The budget presentation, delivered by the district's budget leader Mr. Stone, projected revenues of $136.8 million and forecast expenditures just under $140 million; the presentation said the district would use about $2.6 million from reserves and face a $3.2 million shortfall before any tax action. "The projected revenues of $136.8 million include the use of about $2.6 million of our reserve funds," Mr. Stone said during the presentation. He told the board the shortfall could be eliminated by a proposed 3.4% real-estate tax increase—an increase Mr. Stone said would raise the millage by 1.19 mills to a 2026–27 rate of 36.16 mills.

District leadership framed the package as fiscally restrained: the presentation noted salaries and benefits represent about 68% of total spending and that the proposed budget reflects a net reduction of one full-time equivalent position for the coming year while adding targeted elementary assistant-principal positions and a night supervisor at Blair Mill through attrition. Officials also highlighted efforts to preserve academic programming and extracurricular offerings; the district said the budget contains no planned staffing reductions that would reduce academic programming.

The budget resolution included other fiscal measures the board approved in the same vote: a homestead and farmstead exclusion resolution, tax discount and penalty rules, continuation of property-tax rebate programs that match state and county credits, establishment of committed fund-balance categories, and routine financial housekeeping (insurance renewals, purchasing cooperatives and disposal of obsolete equipment). Mr. Stone said the district expects the state homestead and farmstead credit to result in a direct tax-credit amount of $488.70 for eligible property owners this year.

Board members took a consolidated motion on items 8A–8J and carried the package without recorded dissent.
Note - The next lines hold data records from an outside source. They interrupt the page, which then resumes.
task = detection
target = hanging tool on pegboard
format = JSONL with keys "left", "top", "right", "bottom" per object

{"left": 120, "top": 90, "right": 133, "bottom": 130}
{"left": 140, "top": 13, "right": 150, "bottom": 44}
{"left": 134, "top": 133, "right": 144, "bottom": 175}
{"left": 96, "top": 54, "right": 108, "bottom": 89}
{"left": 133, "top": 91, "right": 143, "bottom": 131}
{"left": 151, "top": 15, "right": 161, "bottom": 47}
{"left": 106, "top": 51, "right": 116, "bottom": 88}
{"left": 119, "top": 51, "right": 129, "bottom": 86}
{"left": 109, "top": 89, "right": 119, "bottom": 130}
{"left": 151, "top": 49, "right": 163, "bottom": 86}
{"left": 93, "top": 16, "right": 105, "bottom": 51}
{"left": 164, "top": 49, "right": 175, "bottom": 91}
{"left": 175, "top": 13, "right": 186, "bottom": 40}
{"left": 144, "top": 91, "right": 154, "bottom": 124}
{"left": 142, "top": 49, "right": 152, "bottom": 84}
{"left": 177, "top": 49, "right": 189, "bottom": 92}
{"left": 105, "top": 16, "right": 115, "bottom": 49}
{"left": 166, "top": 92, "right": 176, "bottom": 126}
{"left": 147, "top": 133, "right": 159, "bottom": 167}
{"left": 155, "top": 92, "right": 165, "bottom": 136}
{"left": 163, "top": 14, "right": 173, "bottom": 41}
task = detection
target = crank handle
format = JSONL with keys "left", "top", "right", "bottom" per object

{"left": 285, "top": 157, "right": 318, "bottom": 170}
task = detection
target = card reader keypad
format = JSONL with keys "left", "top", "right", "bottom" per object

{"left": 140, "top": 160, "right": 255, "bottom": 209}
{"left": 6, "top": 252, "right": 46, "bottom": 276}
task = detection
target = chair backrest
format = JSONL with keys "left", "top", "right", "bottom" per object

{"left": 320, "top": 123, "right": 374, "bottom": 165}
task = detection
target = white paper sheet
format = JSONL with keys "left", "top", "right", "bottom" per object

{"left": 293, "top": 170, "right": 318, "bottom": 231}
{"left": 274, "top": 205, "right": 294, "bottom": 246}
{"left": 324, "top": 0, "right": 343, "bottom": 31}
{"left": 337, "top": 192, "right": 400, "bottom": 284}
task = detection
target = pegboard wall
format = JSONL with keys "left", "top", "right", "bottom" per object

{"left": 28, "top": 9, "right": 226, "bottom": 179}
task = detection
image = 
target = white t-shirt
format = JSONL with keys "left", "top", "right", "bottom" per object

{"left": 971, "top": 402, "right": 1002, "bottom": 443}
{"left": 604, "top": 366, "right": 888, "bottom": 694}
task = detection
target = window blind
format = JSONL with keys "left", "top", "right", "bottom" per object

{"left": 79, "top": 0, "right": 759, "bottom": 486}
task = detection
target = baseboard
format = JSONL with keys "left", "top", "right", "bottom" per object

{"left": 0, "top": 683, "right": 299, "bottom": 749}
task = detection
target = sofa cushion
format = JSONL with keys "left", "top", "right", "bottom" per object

Later in the meeting the board approved a district-initiated tax-assessment appeal (item 8K) in a separate vote; one board member announced an abstention owing to a disclosed conflict of interest.

During the public-comment period that followed the budget discussion, Melissa Ellis, a resident of Horsham Township, criticized the district's tax increases and asked the board to do more to ease the burden on homeowners. "The real estate tax gouge over the last five to six years has been absolutely ridiculous," Ellis said, adding that she feared being unable to meet rising tax bills.

Next steps: the district's budget for 2026–27 is now adopted and will appear on the upcoming tax bills; district leaders said they will continue to monitor debt-service capacity and Moody's metrics as they plan for longer-term facility investments.